Relationship advice columnist Dr. Andrea Bonior answers the plights of Washington Post readers in her advice column Baggage Check.
The sloppy wife
Q. My wife over the past few years has become a major slob. Clothes everywhere, not caring if the house is dirty, dishes lying around and half-finished projects.
I do all of the cleaning and picking up, and I am resentful that she creates the mess and then decides to run out with friends. When I try to talk to her about it, I am the one who is "controlling" and she is an "adult" and can do what she wants.

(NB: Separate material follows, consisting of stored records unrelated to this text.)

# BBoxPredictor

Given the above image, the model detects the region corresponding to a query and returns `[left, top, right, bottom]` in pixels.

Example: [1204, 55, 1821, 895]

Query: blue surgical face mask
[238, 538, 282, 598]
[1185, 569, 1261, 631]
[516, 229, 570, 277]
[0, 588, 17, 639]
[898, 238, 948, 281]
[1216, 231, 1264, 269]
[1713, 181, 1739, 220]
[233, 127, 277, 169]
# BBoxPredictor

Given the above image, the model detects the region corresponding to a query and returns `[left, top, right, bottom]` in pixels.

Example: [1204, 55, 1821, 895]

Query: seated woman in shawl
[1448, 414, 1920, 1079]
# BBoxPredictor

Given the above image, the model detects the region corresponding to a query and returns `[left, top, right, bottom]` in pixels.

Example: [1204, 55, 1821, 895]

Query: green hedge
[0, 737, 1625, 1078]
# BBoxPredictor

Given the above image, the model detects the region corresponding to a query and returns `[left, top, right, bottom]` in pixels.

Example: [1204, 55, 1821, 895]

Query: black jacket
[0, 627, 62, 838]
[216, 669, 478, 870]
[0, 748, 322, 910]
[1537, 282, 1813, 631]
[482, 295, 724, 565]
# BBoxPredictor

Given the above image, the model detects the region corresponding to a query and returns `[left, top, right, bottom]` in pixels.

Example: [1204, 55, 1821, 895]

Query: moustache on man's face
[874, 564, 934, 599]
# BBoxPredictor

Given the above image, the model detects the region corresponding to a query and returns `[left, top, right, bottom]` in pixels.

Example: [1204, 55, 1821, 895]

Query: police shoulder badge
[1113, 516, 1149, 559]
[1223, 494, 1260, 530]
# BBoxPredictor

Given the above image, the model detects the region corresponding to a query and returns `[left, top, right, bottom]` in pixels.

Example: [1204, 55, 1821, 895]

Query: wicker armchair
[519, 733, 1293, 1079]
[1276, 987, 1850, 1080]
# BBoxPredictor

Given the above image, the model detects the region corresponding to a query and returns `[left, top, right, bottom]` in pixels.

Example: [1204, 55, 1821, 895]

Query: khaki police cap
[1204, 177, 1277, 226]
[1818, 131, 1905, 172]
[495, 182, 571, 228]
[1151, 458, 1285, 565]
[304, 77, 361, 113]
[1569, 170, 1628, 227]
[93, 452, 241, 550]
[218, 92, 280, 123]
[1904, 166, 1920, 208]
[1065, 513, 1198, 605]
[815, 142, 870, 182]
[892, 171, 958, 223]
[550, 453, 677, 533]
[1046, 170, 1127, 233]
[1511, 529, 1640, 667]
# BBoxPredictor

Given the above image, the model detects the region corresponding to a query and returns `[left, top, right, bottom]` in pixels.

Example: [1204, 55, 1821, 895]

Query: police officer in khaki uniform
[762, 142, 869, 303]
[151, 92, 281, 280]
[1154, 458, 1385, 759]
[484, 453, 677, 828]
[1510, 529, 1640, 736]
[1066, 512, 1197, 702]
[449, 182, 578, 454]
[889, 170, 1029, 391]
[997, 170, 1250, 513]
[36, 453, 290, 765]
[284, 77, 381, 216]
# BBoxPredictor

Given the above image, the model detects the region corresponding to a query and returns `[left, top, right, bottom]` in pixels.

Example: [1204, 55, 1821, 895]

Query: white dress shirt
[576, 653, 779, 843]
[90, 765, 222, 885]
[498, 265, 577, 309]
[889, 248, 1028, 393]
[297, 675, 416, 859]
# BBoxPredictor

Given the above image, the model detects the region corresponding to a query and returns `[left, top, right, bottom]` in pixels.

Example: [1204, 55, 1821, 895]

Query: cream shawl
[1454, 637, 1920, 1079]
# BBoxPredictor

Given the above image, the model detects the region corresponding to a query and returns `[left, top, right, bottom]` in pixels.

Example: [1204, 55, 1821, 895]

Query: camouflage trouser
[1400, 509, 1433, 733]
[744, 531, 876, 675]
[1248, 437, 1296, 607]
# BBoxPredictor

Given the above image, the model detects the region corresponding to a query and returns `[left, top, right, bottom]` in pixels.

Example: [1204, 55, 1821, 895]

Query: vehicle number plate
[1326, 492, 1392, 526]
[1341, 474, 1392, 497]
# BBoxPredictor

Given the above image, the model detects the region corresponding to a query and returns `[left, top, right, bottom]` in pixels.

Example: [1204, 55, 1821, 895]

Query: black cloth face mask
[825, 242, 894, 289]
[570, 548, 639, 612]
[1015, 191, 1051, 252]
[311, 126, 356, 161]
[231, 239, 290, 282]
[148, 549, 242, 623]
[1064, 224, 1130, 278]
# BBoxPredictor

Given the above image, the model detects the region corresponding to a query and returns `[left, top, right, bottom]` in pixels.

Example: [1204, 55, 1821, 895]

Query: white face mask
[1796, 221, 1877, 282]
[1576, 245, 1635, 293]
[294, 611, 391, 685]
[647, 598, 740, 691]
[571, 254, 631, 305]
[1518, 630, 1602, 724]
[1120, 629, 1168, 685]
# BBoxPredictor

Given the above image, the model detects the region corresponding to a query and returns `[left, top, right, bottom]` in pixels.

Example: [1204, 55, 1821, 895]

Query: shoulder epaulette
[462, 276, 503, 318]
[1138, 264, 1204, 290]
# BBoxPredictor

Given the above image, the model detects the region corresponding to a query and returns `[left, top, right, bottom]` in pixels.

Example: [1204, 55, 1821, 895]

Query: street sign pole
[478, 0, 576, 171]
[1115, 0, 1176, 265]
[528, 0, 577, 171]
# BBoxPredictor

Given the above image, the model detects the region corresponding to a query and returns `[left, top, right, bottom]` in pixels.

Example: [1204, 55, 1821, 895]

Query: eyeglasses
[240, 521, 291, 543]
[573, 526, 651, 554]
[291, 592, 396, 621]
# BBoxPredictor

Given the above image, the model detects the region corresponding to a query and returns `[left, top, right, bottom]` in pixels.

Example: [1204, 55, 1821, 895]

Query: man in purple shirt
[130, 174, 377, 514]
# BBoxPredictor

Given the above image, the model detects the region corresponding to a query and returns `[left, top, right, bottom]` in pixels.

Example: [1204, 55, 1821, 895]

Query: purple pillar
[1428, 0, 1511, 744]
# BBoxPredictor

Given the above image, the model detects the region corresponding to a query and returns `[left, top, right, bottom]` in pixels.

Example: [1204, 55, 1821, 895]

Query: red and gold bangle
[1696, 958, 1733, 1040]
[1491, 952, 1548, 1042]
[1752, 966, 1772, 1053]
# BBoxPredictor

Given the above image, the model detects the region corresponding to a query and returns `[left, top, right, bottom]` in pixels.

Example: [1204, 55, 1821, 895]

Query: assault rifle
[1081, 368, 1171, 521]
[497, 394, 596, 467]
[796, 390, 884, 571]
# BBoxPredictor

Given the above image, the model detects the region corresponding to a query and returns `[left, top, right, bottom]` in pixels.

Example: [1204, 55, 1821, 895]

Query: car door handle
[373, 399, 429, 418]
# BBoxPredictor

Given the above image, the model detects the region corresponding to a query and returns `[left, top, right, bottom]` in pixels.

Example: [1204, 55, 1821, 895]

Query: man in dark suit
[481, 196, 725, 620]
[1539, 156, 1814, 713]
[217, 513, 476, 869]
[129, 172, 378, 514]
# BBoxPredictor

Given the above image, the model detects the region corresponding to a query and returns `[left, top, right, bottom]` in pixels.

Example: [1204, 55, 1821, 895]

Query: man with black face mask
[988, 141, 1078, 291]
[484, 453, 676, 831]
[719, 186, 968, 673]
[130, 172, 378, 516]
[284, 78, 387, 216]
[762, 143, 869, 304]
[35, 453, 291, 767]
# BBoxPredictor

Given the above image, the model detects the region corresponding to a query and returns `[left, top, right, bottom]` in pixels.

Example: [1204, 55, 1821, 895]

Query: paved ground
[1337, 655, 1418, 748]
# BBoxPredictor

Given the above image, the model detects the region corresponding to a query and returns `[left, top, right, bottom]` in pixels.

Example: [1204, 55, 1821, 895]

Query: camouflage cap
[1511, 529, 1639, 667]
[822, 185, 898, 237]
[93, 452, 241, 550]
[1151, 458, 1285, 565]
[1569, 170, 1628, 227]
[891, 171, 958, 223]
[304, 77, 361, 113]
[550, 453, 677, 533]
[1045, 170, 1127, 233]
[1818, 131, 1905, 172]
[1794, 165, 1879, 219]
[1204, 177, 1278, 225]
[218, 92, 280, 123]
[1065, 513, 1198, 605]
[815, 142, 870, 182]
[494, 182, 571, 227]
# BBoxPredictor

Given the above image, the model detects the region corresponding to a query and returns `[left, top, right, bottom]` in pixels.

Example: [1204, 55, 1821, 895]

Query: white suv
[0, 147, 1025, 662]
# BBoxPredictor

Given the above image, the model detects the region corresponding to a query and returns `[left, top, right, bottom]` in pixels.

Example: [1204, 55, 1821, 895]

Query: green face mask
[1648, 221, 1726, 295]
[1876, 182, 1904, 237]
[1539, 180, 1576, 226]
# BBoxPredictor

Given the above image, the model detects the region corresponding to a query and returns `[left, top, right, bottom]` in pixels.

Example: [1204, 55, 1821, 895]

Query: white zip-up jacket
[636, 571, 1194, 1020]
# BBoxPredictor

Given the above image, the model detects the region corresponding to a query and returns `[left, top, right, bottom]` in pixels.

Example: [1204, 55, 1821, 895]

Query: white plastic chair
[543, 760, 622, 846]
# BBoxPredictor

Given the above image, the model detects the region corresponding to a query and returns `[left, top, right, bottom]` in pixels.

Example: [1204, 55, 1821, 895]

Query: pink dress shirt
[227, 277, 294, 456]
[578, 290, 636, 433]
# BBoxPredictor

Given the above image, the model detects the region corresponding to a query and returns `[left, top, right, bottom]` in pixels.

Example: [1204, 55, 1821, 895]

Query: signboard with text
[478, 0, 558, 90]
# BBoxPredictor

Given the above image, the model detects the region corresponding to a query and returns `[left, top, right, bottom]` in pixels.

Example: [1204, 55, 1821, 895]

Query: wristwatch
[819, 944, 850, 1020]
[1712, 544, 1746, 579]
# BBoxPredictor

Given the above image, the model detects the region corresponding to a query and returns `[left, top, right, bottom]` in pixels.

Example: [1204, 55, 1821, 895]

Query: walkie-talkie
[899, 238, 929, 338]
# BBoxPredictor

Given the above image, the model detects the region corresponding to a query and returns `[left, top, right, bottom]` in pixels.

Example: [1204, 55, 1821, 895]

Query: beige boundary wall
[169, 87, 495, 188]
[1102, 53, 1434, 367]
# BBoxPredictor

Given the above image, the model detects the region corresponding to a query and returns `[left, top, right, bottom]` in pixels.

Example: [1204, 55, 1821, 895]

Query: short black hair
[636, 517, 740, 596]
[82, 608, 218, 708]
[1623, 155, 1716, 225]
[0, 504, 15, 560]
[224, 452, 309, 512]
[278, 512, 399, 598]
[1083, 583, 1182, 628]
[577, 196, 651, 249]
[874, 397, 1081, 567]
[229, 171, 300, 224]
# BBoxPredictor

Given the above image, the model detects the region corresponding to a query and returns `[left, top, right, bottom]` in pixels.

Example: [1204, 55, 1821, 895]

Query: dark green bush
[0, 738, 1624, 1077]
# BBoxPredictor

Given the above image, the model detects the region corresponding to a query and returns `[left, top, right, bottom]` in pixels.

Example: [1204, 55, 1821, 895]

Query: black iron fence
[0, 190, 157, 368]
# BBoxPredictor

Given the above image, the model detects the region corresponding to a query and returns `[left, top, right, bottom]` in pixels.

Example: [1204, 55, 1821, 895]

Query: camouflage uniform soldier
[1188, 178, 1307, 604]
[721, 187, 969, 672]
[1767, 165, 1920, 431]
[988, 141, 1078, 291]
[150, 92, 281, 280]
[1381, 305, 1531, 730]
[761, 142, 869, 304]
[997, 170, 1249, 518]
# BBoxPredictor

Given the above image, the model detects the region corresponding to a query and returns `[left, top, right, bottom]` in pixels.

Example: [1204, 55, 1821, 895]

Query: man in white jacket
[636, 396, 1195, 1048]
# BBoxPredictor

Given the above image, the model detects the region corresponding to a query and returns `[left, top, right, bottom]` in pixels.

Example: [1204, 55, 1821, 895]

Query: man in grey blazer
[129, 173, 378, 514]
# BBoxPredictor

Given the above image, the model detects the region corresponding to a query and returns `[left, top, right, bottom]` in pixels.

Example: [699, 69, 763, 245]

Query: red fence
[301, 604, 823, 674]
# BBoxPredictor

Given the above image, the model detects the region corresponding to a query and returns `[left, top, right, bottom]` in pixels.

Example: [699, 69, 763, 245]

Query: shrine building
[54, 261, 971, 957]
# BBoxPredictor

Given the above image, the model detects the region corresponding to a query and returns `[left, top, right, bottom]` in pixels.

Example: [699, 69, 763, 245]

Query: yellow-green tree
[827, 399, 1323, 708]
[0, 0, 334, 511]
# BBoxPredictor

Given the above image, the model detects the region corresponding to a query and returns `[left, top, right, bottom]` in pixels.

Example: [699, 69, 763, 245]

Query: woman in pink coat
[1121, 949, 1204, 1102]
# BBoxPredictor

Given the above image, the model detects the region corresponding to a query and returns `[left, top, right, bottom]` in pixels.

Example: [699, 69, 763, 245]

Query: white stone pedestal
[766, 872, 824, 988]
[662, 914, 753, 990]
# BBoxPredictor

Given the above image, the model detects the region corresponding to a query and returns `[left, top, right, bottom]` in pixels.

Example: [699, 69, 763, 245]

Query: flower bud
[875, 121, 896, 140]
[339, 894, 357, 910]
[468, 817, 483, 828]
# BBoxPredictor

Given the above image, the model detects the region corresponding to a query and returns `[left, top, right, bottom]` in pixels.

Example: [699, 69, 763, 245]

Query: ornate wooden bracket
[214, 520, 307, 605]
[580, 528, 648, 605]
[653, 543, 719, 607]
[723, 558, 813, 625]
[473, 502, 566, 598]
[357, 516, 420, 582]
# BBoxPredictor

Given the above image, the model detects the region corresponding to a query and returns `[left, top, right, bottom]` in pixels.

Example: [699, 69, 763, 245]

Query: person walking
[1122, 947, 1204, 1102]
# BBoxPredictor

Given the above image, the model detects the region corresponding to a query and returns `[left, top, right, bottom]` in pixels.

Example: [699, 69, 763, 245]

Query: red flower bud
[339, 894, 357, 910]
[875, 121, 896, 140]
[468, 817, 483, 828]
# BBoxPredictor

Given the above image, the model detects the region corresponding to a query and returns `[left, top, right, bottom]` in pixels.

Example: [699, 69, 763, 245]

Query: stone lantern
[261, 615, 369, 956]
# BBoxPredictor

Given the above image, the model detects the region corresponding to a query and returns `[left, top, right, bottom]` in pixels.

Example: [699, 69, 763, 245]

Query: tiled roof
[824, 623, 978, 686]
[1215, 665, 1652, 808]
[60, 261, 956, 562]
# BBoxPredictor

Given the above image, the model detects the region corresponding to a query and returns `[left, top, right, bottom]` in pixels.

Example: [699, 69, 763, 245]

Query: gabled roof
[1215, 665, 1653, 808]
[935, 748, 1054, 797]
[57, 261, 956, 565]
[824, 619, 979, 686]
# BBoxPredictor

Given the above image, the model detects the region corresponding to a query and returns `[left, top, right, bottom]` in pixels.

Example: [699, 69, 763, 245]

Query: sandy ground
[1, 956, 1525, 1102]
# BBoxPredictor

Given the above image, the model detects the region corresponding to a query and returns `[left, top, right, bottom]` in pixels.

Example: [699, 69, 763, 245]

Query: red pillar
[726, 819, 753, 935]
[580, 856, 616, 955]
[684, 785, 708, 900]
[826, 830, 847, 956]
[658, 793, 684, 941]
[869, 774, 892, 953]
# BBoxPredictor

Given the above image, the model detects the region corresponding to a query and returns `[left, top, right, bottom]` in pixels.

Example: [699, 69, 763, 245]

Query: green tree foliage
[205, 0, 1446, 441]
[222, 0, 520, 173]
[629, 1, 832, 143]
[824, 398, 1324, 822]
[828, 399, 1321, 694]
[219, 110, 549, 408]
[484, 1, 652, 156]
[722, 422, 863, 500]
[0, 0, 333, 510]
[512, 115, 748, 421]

So now I only do my laundry and bite my tongue while trying to keep our house presentable as her piles of stuff keep growing. How can we have a more productive conversation about this? Fifteen years together and I am looking at apartments.
What the expert says
A: It's, of course, true that she is an adult and can do what she wants. Including poisoning her marriage. Now, sloppiness that is a change from the norm is often indicative of depression or anxiety.
So might it be useful to frame this as a different conversation altogether? Not "Put your godforsaken cottage-cheese-encrusted bowl in the darn sink for once" but "What's really going on here? You don't seem to care about the things you used to."
The latter is especially appropriate given that she is lashing out at you (or so it appears). Right now, you're not communicating effectively with each other, no matter where she throws her socks.
So, does she want to work on improving the situation? And is she willing to consider couples counselling, to keep you from considering your own place?